# Content Identifiers (CIDs)

As described in IPFS and the problems it solves, IPFS is a modular suite of protocols purpose built for the organization and transfer of content-addressed data. In this guide, you'll learn more about the fundamentals of content-addressing in IPFS and how IPFS uses Content Identifiers (CIDs) to handle content-addressed data.

# What is a CID?

A content identifier, or CID, is a label used to point to material in IPFS. It doesn't indicate where the content is stored, but it forms a kind of address based on the content itself. CIDs are short, regardless of the size of their underlying content.

CIDs are based on the content’s cryptographic hash. That means:

  • Any difference in the content will produce a different CID.
  • The same content added to two different IPFS nodes using the same settings will produce the same CID.

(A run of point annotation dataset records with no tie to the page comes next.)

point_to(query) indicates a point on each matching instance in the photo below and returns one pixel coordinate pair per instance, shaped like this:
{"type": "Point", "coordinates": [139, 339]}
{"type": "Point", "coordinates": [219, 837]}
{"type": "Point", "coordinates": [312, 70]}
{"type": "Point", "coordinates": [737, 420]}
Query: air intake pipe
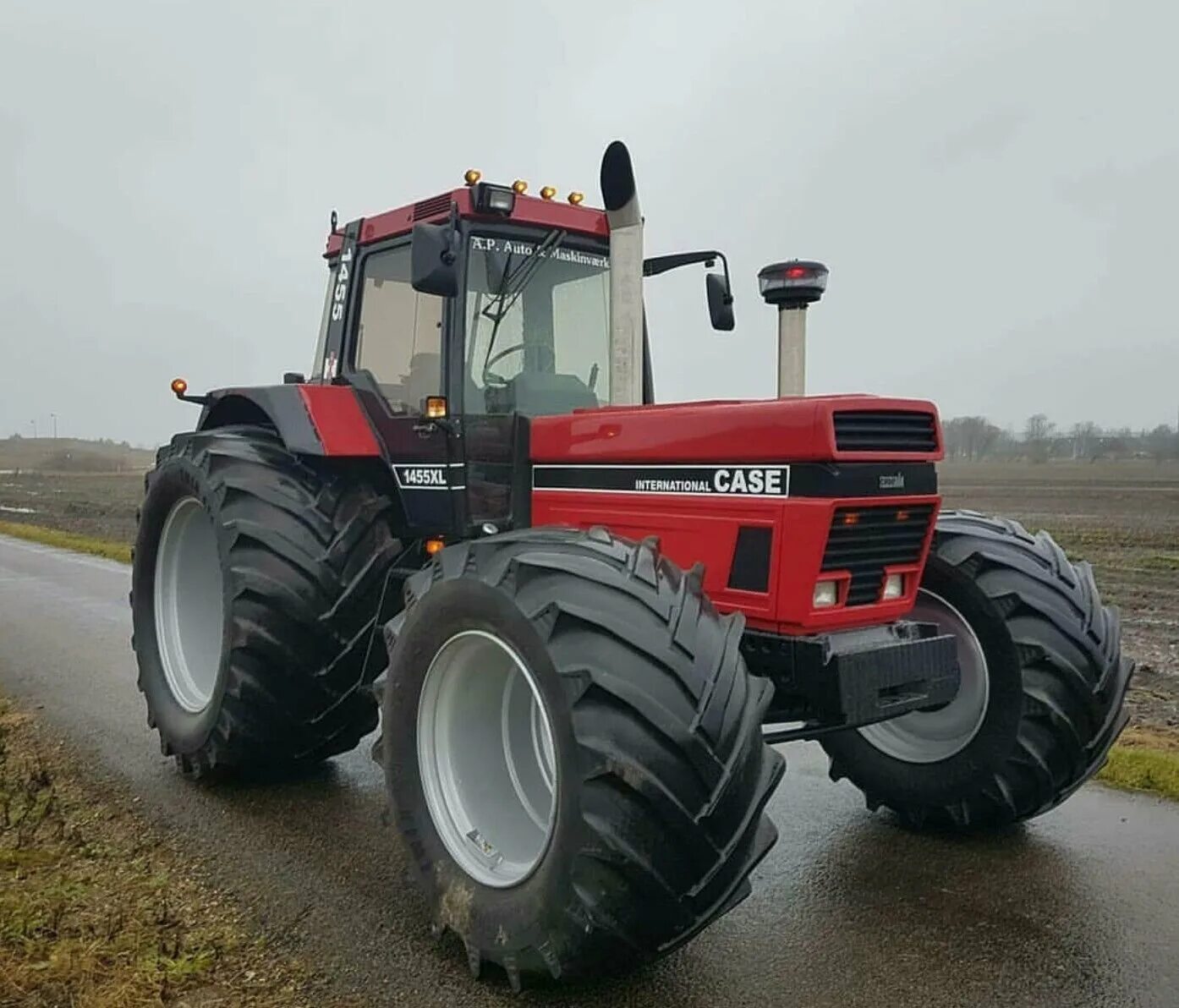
{"type": "Point", "coordinates": [792, 287]}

IPFS uses the sha-256 hashing algorithm by default, but there is support for many other algorithms. The Multihash (opens new window) project represents the work for this, with the aim of future-proofing applications' use of hashes and allowing multiple hash functions to coexist. (If you're curious about how hash types in IPFS are decided upon, you may wish to keep an eye on this forum discussion (opens new window).)

# How CIDs are created

CIDs contain the hash and the codec of the data. A CID can be represented in string or binary format. In general, the CID is generated for each block by:

  1. Computing a cryptographic hash of the block's data.
  2. Combining that hash with codec information about the block using multiformats:
    • Multihash for information on the algorithm used to hash the data.
    • Multicodec for information on how to interpret the hashed data after it has been fetched.
    • Multibase for information on how the hashed data is encoded. Multibase is only used in the string representation of the CID.

CIDs will not match the hash of the data While a data block's CID is constructed using the cryptographic hash of the data block, a CID contains additional information (described above) that the hash does not. For further information, see CIDs are not file hashes below.

For a break-down of an actual CID, see this example with the IPFS CID inspector (opens new window).

# CIDs are not file hashes

Hash functions are widely used to check for file integrity. Because IPFS splits content into blocks and verifies them through directed acyclic graphs (DAGs), SHA file hashes won't match CIDs. Here's an example of what will happen if you try to do that.

A download provider may publish the output of a hash function for a file, often called a checksum. The checksum enables users to verify that a file has not been altered since it was published. This check is done by performing the same hash function against the downloaded file that was used to generate the checksum. If that checksum that the user receives from the downloaded file exactly matches the checksum on the website, then the user knows that the file was not altered and can be trusted.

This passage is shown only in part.